Design and development

Just as Nexø I the Nexø II rocket is powered by our own BPM5 engine providing a nominal thrust of 5000 N running on ethanol and liquid oxygen. It has a body diameter of 300 mm, a total length of 6.7 m and a dry weight of about 178 kg. With a target filling ratio of 85% propellants it will carry 114 kg propellants for a Gross Lift-Off Weight (GLOW) of 292 kg.

Nexø II is actively guided by our own custom build Guidance and Navigation Computer (GNC). A set of four graphite jet vanes are used as the Thrust Vector Control system (TVC) commanded by the GNC. The system is identical to the one successfully used on the Nexø I mission. The animation below illustrates the perfect performance of the TVC system on the Nexø I rocket.

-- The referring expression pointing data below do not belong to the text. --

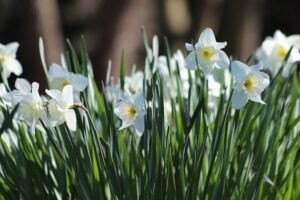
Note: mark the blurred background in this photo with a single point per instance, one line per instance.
(111, 25)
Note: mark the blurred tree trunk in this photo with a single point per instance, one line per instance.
(240, 27)
(119, 27)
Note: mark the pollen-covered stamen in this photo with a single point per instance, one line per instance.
(2, 59)
(250, 83)
(62, 83)
(281, 52)
(131, 111)
(206, 53)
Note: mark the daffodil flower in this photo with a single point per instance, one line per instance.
(206, 53)
(131, 111)
(60, 77)
(250, 82)
(29, 100)
(169, 75)
(60, 107)
(274, 49)
(8, 61)
(134, 84)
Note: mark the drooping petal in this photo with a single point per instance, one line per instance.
(223, 61)
(139, 125)
(68, 95)
(207, 70)
(70, 117)
(239, 99)
(35, 91)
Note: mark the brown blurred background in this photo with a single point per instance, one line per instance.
(111, 25)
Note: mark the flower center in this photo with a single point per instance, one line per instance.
(2, 59)
(250, 83)
(281, 52)
(206, 53)
(63, 83)
(131, 111)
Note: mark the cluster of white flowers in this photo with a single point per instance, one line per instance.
(176, 73)
(207, 56)
(53, 109)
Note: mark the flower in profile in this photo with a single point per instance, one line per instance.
(274, 49)
(134, 84)
(8, 61)
(29, 100)
(131, 111)
(60, 77)
(169, 74)
(250, 82)
(60, 108)
(206, 53)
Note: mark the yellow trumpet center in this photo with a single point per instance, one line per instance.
(281, 52)
(2, 59)
(206, 53)
(131, 111)
(249, 83)
(63, 83)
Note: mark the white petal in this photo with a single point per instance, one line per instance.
(294, 40)
(35, 91)
(57, 71)
(279, 36)
(68, 94)
(189, 47)
(239, 99)
(23, 85)
(256, 67)
(207, 37)
(190, 61)
(207, 70)
(139, 126)
(55, 94)
(256, 98)
(12, 48)
(70, 117)
(13, 66)
(78, 81)
(223, 61)
(239, 70)
(138, 100)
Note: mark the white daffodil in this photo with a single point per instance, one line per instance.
(60, 77)
(114, 93)
(169, 75)
(8, 61)
(274, 49)
(60, 108)
(29, 100)
(250, 82)
(134, 84)
(206, 53)
(131, 111)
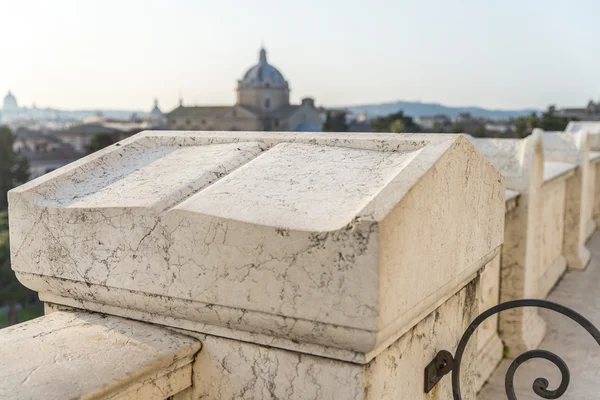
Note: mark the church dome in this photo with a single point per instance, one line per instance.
(263, 73)
(10, 102)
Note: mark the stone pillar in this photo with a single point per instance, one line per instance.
(573, 148)
(521, 161)
(309, 265)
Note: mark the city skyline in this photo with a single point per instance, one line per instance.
(97, 55)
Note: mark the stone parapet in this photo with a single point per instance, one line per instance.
(574, 148)
(521, 161)
(81, 355)
(317, 264)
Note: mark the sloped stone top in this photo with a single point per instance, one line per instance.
(318, 238)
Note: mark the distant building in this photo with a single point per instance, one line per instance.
(434, 121)
(263, 104)
(157, 117)
(10, 103)
(591, 112)
(45, 153)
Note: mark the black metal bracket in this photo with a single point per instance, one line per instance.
(441, 365)
(444, 362)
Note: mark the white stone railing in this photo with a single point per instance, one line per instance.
(222, 265)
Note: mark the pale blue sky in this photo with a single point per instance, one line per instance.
(123, 53)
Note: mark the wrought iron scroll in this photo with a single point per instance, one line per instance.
(444, 363)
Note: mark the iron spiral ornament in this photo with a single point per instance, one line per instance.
(444, 363)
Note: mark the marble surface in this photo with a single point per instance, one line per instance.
(230, 370)
(72, 355)
(574, 148)
(553, 170)
(318, 239)
(522, 163)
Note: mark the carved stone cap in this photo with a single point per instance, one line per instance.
(516, 159)
(323, 239)
(79, 355)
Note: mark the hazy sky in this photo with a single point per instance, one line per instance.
(122, 54)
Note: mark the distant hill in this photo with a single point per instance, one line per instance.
(417, 109)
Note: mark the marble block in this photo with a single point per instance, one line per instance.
(226, 369)
(574, 148)
(592, 128)
(521, 161)
(328, 244)
(80, 355)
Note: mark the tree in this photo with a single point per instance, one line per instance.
(335, 122)
(100, 141)
(14, 167)
(384, 124)
(11, 290)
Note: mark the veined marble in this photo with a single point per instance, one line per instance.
(521, 161)
(318, 240)
(574, 148)
(80, 355)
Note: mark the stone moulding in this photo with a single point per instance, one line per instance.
(320, 239)
(81, 355)
(592, 128)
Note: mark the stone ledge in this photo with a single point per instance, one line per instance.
(71, 355)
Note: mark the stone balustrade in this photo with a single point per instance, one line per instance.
(522, 163)
(222, 265)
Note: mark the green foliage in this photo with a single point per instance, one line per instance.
(397, 122)
(11, 290)
(14, 167)
(335, 122)
(100, 141)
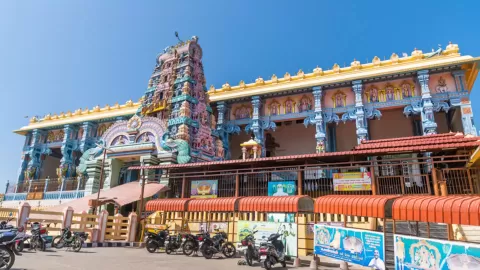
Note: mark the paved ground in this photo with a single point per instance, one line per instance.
(124, 259)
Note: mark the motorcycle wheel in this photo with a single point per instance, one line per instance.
(168, 249)
(208, 253)
(267, 264)
(7, 258)
(58, 242)
(187, 248)
(41, 244)
(151, 246)
(77, 245)
(20, 246)
(249, 257)
(229, 250)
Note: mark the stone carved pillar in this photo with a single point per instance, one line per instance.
(256, 126)
(429, 125)
(224, 135)
(66, 162)
(87, 141)
(467, 118)
(320, 135)
(360, 120)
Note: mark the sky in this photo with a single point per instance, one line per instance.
(57, 56)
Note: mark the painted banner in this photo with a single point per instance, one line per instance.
(361, 247)
(213, 227)
(204, 189)
(352, 181)
(265, 229)
(422, 253)
(281, 188)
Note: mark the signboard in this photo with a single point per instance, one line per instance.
(352, 181)
(361, 247)
(422, 253)
(265, 229)
(204, 189)
(281, 188)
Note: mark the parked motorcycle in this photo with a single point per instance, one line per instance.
(68, 239)
(251, 253)
(217, 244)
(156, 240)
(193, 243)
(174, 243)
(271, 252)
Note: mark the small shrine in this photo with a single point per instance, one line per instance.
(251, 149)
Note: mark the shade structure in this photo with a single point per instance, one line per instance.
(214, 205)
(170, 205)
(462, 210)
(272, 204)
(353, 205)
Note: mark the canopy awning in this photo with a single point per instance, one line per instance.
(121, 195)
(214, 205)
(272, 204)
(462, 210)
(353, 205)
(170, 205)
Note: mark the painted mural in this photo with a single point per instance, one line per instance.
(422, 253)
(361, 247)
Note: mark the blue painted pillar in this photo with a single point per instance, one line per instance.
(320, 135)
(224, 135)
(34, 152)
(256, 127)
(360, 120)
(87, 141)
(66, 163)
(429, 125)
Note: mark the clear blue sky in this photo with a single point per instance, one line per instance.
(62, 55)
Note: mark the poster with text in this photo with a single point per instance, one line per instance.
(265, 229)
(281, 188)
(422, 253)
(361, 247)
(352, 181)
(204, 189)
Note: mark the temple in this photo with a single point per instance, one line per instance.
(326, 114)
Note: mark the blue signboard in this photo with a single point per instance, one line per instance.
(422, 253)
(361, 247)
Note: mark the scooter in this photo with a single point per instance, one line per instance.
(271, 251)
(156, 240)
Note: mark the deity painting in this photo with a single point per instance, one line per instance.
(339, 99)
(374, 94)
(407, 90)
(242, 112)
(305, 104)
(274, 108)
(289, 106)
(441, 86)
(390, 92)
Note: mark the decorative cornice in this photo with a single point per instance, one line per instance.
(80, 116)
(318, 77)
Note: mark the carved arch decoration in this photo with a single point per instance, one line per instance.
(274, 107)
(305, 104)
(289, 106)
(151, 125)
(390, 92)
(243, 112)
(339, 99)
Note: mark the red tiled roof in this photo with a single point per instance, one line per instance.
(372, 147)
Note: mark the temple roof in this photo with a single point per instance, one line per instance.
(356, 71)
(80, 116)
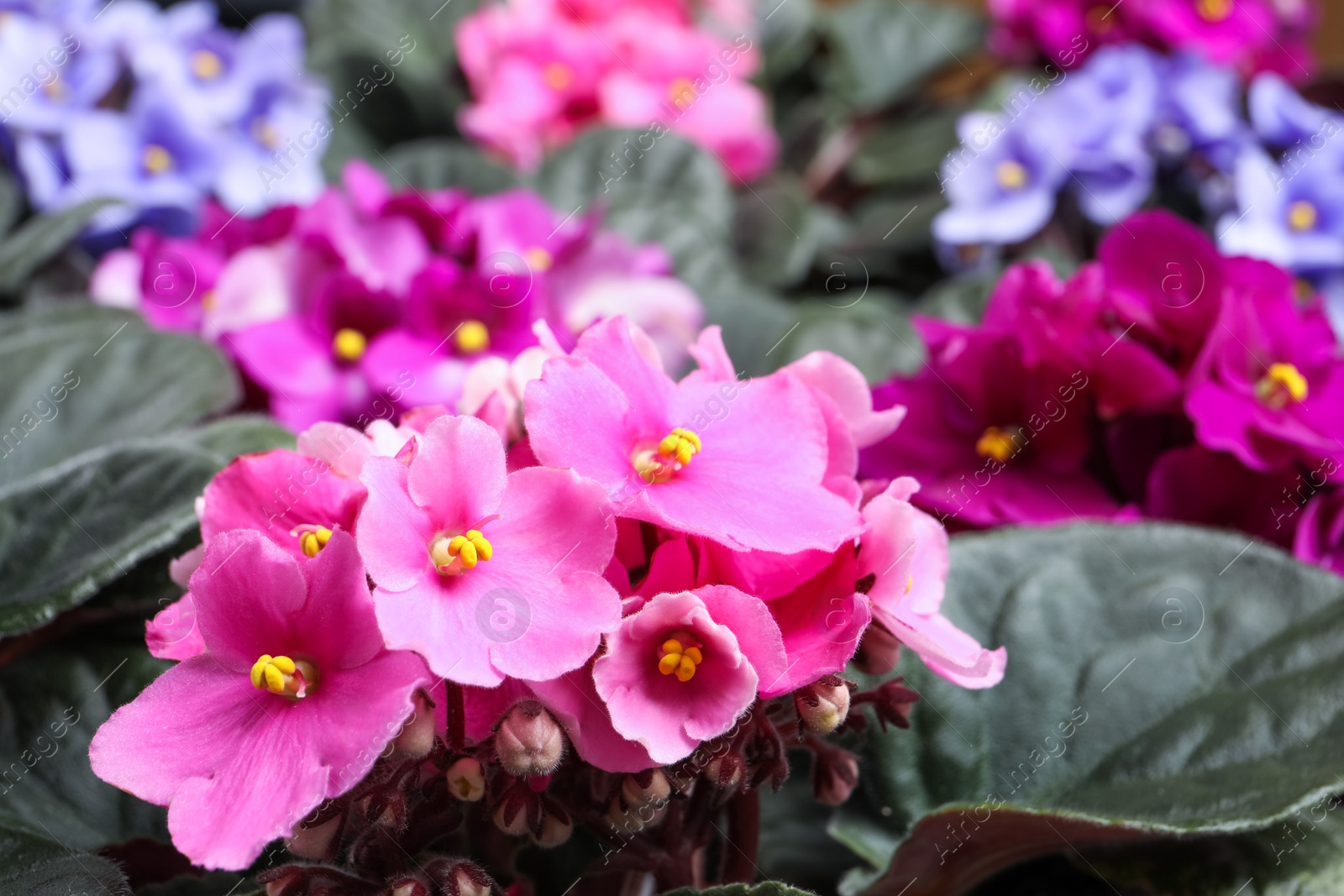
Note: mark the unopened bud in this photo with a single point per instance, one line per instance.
(528, 741)
(823, 705)
(316, 842)
(557, 828)
(417, 735)
(281, 880)
(725, 772)
(467, 779)
(833, 775)
(517, 810)
(645, 789)
(459, 878)
(879, 652)
(407, 887)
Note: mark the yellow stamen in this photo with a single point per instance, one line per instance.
(349, 344)
(1011, 175)
(538, 259)
(1214, 9)
(1301, 215)
(206, 65)
(558, 76)
(284, 676)
(460, 553)
(682, 661)
(472, 338)
(682, 92)
(313, 540)
(674, 452)
(996, 443)
(1280, 385)
(156, 159)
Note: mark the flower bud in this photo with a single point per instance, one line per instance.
(417, 735)
(557, 828)
(879, 652)
(528, 741)
(725, 772)
(316, 842)
(407, 887)
(517, 813)
(835, 774)
(459, 878)
(467, 779)
(823, 705)
(645, 788)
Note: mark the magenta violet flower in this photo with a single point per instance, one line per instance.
(291, 705)
(685, 665)
(748, 472)
(1269, 383)
(992, 439)
(452, 540)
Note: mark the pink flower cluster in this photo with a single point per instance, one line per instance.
(647, 560)
(1252, 35)
(370, 300)
(543, 70)
(1162, 380)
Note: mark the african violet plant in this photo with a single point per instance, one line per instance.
(606, 550)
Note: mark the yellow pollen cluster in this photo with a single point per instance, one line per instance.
(1281, 385)
(557, 76)
(1301, 215)
(156, 159)
(996, 443)
(452, 555)
(680, 443)
(1214, 9)
(472, 338)
(206, 65)
(1011, 175)
(313, 540)
(675, 658)
(284, 676)
(538, 259)
(349, 344)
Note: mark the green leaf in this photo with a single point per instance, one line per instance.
(412, 90)
(11, 202)
(57, 873)
(870, 328)
(905, 152)
(1162, 680)
(437, 163)
(768, 888)
(779, 230)
(882, 49)
(53, 809)
(50, 792)
(84, 376)
(627, 167)
(71, 528)
(672, 194)
(39, 239)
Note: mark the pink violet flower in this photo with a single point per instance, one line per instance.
(575, 705)
(291, 705)
(685, 665)
(906, 557)
(743, 465)
(292, 499)
(483, 573)
(1269, 383)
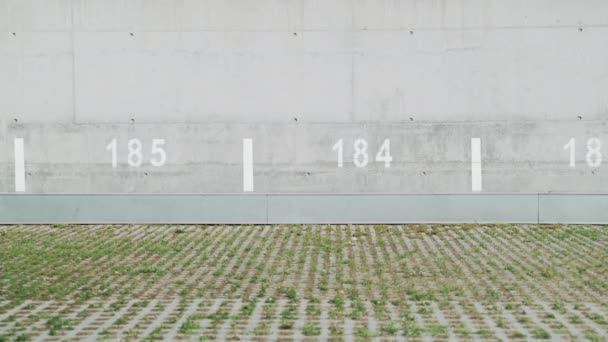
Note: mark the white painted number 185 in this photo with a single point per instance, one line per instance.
(360, 155)
(135, 158)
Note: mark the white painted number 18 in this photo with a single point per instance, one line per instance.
(593, 156)
(360, 155)
(135, 158)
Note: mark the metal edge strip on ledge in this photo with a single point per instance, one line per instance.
(303, 208)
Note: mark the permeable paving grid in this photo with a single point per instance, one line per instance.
(303, 282)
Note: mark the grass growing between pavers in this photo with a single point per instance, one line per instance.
(69, 282)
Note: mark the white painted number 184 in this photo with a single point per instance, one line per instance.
(360, 155)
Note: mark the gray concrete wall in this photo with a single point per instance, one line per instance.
(296, 76)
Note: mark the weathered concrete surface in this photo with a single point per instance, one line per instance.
(296, 76)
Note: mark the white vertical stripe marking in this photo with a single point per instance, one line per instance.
(247, 165)
(19, 165)
(475, 164)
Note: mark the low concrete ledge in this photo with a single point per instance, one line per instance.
(303, 208)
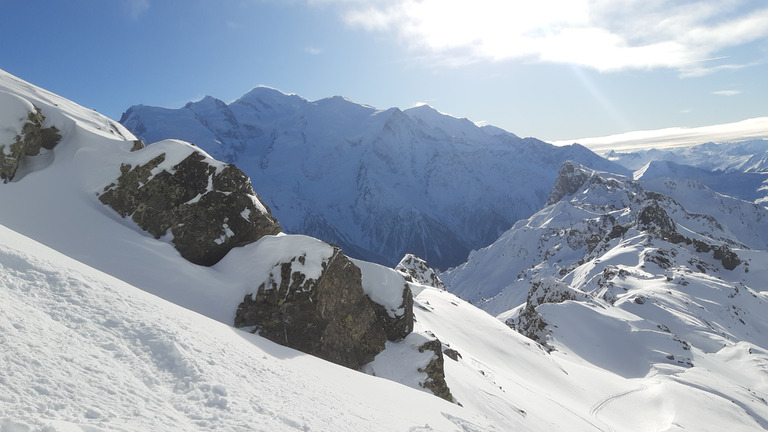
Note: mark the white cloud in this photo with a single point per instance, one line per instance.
(136, 7)
(727, 92)
(607, 35)
(755, 128)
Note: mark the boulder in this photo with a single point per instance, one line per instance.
(416, 270)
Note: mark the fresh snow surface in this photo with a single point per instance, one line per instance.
(91, 340)
(83, 351)
(688, 337)
(738, 169)
(378, 183)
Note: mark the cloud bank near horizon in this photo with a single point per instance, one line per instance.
(690, 36)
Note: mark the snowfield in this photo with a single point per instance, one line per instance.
(105, 328)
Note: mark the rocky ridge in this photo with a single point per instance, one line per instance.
(609, 251)
(378, 183)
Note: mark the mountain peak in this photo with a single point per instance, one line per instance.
(570, 179)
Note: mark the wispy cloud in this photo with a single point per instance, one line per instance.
(135, 7)
(727, 92)
(689, 36)
(755, 128)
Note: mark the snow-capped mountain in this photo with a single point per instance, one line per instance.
(738, 169)
(104, 325)
(378, 183)
(661, 282)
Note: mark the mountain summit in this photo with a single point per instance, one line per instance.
(378, 183)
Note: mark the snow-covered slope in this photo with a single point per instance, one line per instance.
(378, 183)
(614, 275)
(738, 169)
(90, 342)
(741, 156)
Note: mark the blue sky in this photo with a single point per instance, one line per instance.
(553, 69)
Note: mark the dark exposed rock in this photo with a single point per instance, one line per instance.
(435, 371)
(727, 257)
(205, 221)
(570, 178)
(654, 218)
(529, 322)
(137, 145)
(33, 137)
(416, 270)
(330, 317)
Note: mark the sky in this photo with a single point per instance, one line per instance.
(557, 70)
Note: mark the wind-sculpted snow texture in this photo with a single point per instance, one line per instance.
(738, 169)
(379, 184)
(633, 281)
(91, 341)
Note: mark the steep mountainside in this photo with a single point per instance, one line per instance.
(378, 183)
(661, 282)
(737, 169)
(90, 341)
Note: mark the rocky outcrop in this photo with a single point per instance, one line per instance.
(416, 270)
(328, 315)
(570, 178)
(529, 322)
(435, 371)
(32, 138)
(207, 207)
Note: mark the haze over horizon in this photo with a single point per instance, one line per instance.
(556, 71)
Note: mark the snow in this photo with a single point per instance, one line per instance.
(13, 115)
(104, 328)
(383, 285)
(378, 183)
(83, 351)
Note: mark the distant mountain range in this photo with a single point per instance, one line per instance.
(379, 183)
(626, 301)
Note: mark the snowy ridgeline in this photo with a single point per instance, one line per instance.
(107, 328)
(738, 169)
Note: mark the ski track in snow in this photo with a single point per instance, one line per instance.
(596, 408)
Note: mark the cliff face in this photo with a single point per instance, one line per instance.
(24, 134)
(206, 207)
(323, 311)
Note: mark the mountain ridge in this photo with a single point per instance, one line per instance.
(398, 171)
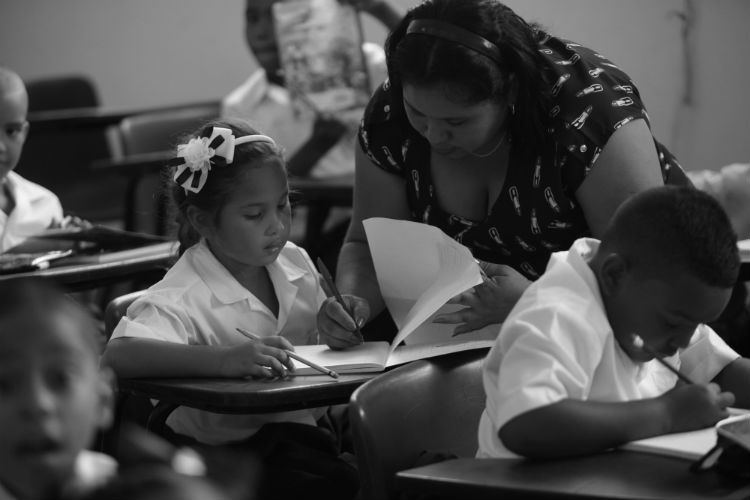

Nexø II is in many aspects identical to Nexø I, we have however implemented a few changes and newcomings:

Dynamic Pressure Regulation (DPR) including a 6000 standard liter (20 liter @ 300 bar) helium tank

Problematic LOX tank vent valve changed for cryo compatible model

LOX tank filling monitored by capacitive gauge

The main feature of the Nexø II rocket is the implementation of the DPR system. The system provides high pressure helium to the propellant tank as they are emptied in order to maintain the feed pressure and in turn the combustion chamber pressure inside the engine. This allows the engine to run at its optimal operating point throughout the entire flight.

To ensure correct filling of the LOX tank during launch preparations we have recently developed a capacitive level sensor calibrated for liquid oxygen. This will allow us to fill the LOX tank with a significantly higher accuracy than what was possible on Nexø I.

Expected flight performance

The primary consequence of the implementation of the DPR system is that Nexø II can have a higher filling ratio and better propellant efficiency than Nexø I. This means that Nexø II will have significantly more total impulse available. It is however also heavier.

With a GLOW if 292 kg and an effective thrust of 4500 N (10% lost to drag on jet vanes) Nexø II will accelerate at an initially modest 5.6 m/s^2 when leaving the launch tower. After 43 seconds of flight it will have depleted its propellants and reached a speed of 1280 km/h or Mach 1.14 at an altitude of 7 km. From here it will coast to apogee at 12.6 km. Upon descent it will deploy a ballute and parachute based landing system to land in the ocean.

Thus Nexø II is neither intended to set altitude or speed records. It is entirely a demonstrator vehicle that will hopefully show we are on track for implementing the same technology in the Spica rocket.”